= Kiersten Todt =

Chief of Staff in American Cybersecurity and Infrastructure Security Agency

Kiersten Todt was the Chief of Staff of the U.S. Cybersecurity and Infrastructure Security Agency (CISA). She previously served as the managing director of the Cyber Readiness Institute as well as a resident scholar at the University of Pittsburgh in Washington, DC with the Institute for Cyber Law, Policy, and Security and was appointed for this position on June 1, 2017. Before taking this position, she worked under Barack Obama in the national cybersecurity commission. She was the president and partner with Liberty Group Ventures, LLC. She has been a partner with Good Harbor Consulting. She was cognizant of the organization's North America crisis management practice.

==Background and career==

Todt graduated from Princeton University with a public policy degree from the Woodrow Wilson School of Public and International Affairs in 1994. Her master's degree is from the John F. Kennedy School of Government at Harvard. In 1999, she was named a Presidential Management Fellow.

==Government service==
Before working for Good Harbor, she worked for Business Executives for National Security (BENS). In this position she worked to bring together state and local emergency organizations and businesses. Ms. Todt served as a Professional Staff Member on the U.S. Senate Committee on Governmental Affairs; she worked for the Committee Chairman, Senator Joseph Lieberman, and was responsible for drafting the cybersecurity, infrastructure protection, emergency preparedness, bioterror, and science and technology directorates of the legislation that created the Department of Homeland Security. She also developed and executed federal and regional port and cyber security projects. Prior to BENS, she was a consultant for Sandia National Laboratories and worked with the California Governor's Office and Bay Area Economic Forum to develop the homeland security preparedness plan for the Bay Area. Todt has been an adjunct lecturer at Stanford University.

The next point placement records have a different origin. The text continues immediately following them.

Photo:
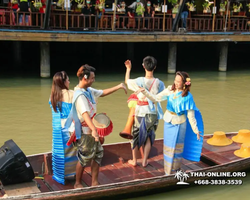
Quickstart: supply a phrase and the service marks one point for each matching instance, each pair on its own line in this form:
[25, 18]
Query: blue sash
[140, 82]
[193, 147]
[73, 113]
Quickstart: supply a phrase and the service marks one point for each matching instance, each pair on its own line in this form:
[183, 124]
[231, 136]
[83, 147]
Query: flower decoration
[206, 5]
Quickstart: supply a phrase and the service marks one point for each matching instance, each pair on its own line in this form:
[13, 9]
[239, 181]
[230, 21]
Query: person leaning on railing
[24, 9]
[88, 10]
[149, 12]
[138, 10]
[123, 17]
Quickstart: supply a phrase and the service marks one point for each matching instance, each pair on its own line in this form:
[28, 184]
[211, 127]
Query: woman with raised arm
[182, 137]
[63, 157]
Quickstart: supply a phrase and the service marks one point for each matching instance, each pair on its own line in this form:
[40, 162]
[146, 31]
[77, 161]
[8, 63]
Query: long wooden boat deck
[120, 36]
[117, 177]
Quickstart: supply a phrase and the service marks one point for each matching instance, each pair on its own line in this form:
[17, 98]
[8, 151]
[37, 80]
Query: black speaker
[14, 166]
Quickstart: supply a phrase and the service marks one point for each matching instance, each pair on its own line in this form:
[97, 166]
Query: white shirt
[140, 111]
[84, 105]
[169, 117]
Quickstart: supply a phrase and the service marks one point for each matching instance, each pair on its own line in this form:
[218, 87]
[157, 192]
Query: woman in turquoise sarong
[64, 158]
[182, 137]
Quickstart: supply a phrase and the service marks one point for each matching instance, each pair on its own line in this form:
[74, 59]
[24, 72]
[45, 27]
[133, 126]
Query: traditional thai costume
[87, 147]
[180, 134]
[146, 113]
[64, 158]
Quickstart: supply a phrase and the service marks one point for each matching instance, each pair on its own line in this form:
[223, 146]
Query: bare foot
[95, 183]
[133, 163]
[144, 164]
[78, 185]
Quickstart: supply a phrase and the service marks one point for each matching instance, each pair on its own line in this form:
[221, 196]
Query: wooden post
[67, 18]
[130, 50]
[45, 60]
[213, 17]
[227, 11]
[114, 16]
[172, 51]
[223, 56]
[17, 56]
[164, 16]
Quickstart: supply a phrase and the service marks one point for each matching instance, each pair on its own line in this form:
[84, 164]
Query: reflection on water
[222, 97]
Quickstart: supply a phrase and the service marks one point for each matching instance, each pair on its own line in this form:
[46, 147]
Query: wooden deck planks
[55, 186]
[21, 189]
[86, 179]
[42, 186]
[102, 178]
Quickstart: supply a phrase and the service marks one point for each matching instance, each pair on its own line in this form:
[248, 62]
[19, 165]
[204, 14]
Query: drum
[103, 124]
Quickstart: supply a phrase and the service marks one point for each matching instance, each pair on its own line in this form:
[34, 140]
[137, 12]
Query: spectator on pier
[184, 15]
[24, 9]
[138, 10]
[89, 11]
[148, 14]
[124, 17]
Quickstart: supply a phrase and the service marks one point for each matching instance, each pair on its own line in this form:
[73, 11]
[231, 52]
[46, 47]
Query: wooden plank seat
[220, 155]
[21, 189]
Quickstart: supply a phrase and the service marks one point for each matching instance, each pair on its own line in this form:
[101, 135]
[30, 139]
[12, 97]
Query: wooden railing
[10, 19]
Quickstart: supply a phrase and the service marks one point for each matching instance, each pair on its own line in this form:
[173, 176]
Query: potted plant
[175, 8]
[191, 6]
[100, 4]
[223, 6]
[237, 7]
[206, 6]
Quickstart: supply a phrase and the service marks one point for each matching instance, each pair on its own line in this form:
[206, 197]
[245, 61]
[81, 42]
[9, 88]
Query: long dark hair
[84, 70]
[56, 91]
[186, 88]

Before working in the Senate, Todt worked on Vice President Gore’s domestic policy office and was responsible for coordinating federal resources with locally-defined needs, with priority on energy and housing. She was also the senior adviser on demand-reduction issues to Director Barry. R. McCaffrey at the White House Office of National Drug Control Policy (ONDCP). She received the outstanding service award while there.

On March 23, 2016, Todt joined the National Institute of Standards and Technology (NIST). Todt's role in the NIST was to create anticipated actions that the federal government would develop in the short and long term along with other government departments. Secretary Pritzker endorsed her appointment of Todt by describing her as having proven expertise in risk management. She was the Executive Director of the Commission on Enhancing National Cybersecurity. She currently works on the team with Chairman Tom Donilon. “A recognized and highly accomplished leader in the field, Kiersten's experience in both the public and private sectors make her uniquely qualified to assist the Commission as it develops and recommends an agenda to enhance the nation's cybersecurity,” Commission Chair Tom Donilon said.